“Essentialist” thinking constitutes the basis of Athanasius’ soteriology. We can see this most clearly by realizing that Athanasius founds his soteriology and Christology in a description of the characteristics of human nature rather than the human “situation.” That is to say, what we predicate about human nature, qua physical beings, is the key to salvation’s necessity and content. For example, the dominant problem which necessitates the physical incarnation of the redeemer is not the disobedience of human creatures. People disobeyed beginning with Adam and continuing with great persistence and no little inventiveness in that venture. But since the Fall and its perdurance, something radical has happened. Athanasius speaks of it in a variety of ways; but anthropologically, it means that death, mortality, and corruption are no longer external to human nature but an essential part of it. Therefore repentance, while important to a proper Christian attitude, is simply irrelevant to the initial reversing of the human condition:
Now if there were merely a misdemeanor in question, and not a consequent corruption (φθορά), repentance were well enough. But if, when transgression had once gained a start, men became involved in that corruption which was their nature, and were deprived of the grace which they had, being in the image of God, what further step was needed? Or what was required for such grace and such recall, but the Word of God…”
What we have after repentance (which means turning and willing what God wills) is an obedient creature who is dying, fading, rotting away–in short, penitent corpses! However, there are those mortals who now by the grace of the incarnation have escaped the consequences of their natures and who anticipate the benefits of the resurrection. And in the Life of Antony Athanasius has given us a portrait of one–we notice at points in the tract that Antony does not age or change in physical appearance. Antony shows by anticipation the properties of that grace which in the resurrection life will reverse mortal characteristics, even as the representative body of the Logos itself experienced no decay… Moreover, Athanasius describes our human plight in the De Incarnatione in terms of the fading funeral portrait… Here the Athanasian concern goes well beyond patristic commonplaces which view death neutrally as the “debt we all owe nature,” or even beyond the usual consequence of death as punishment for sin against God. It is not just death but continuing corruption even after death which is the real problem.

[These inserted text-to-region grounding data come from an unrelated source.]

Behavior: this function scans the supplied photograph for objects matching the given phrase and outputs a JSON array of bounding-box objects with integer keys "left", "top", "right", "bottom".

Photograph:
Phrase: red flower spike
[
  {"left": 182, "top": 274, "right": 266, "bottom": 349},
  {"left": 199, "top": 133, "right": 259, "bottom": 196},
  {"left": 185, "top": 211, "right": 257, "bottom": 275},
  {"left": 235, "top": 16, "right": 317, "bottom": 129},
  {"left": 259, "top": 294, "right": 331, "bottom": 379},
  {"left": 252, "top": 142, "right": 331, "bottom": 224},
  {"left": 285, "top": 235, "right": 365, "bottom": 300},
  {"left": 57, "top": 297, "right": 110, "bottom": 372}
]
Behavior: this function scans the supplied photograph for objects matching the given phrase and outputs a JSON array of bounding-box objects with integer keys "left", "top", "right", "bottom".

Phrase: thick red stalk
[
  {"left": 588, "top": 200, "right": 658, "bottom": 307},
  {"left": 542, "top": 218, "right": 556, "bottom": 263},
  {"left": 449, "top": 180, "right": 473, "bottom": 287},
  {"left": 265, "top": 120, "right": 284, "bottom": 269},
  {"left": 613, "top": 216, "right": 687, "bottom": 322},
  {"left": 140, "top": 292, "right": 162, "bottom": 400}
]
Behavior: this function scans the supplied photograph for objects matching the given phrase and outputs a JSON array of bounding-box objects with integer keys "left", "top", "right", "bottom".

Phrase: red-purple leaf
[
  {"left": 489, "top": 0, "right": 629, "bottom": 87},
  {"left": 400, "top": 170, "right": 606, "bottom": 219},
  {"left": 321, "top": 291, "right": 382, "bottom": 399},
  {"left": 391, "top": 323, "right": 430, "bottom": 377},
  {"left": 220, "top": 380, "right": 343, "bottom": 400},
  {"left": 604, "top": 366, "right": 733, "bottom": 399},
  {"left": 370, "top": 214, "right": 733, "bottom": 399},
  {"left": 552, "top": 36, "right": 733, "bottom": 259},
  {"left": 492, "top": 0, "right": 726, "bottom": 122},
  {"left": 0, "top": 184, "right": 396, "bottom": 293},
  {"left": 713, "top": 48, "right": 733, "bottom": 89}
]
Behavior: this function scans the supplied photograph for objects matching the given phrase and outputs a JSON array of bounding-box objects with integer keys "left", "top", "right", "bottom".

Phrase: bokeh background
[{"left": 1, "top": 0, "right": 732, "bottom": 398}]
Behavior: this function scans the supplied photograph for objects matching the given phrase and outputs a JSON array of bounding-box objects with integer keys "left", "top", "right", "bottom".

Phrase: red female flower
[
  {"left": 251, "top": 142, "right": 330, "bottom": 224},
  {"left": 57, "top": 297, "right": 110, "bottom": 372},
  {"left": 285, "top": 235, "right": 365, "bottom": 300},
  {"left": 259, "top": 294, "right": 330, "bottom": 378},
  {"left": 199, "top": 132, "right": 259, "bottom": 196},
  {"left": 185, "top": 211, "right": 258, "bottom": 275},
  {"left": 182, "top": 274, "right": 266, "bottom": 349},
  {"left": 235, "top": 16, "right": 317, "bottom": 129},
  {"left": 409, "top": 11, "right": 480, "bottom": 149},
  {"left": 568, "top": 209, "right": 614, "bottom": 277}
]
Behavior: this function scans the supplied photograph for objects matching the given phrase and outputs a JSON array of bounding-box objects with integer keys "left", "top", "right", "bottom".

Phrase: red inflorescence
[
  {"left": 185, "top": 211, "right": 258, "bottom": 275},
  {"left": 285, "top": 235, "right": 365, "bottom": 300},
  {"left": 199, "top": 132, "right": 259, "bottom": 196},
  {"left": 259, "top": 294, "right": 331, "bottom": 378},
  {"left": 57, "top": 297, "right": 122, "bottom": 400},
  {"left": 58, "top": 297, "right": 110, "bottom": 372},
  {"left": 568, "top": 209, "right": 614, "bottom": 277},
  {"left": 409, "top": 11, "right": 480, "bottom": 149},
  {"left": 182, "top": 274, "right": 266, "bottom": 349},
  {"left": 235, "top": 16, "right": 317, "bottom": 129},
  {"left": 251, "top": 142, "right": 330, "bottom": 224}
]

Athanasius’ Logos becomes incarnate because the cosmos is dissolving (διαλύειν). It is ontologically linked to “that which is not” and therefore abides in death, not simply in the sense that we die, but in the sense that we are disintegrating (διαλύειν). It is the perishing creation, this dissolving cosmos, this world on the brink of utter dissolution, that is offensive to God’s goodness. it is bad publicity for God because it is effacing God’s works. It is not a consequence of the divine nature that the Son takes a body but a requisite of stabilizing a universe about to give God its Creator a very bad name indeed.
-Robert C. Gregg and Dennis E. Groh, Early Arianism– A View of Salvation (Philadelphia: Fortress Press, 1981), 177-178.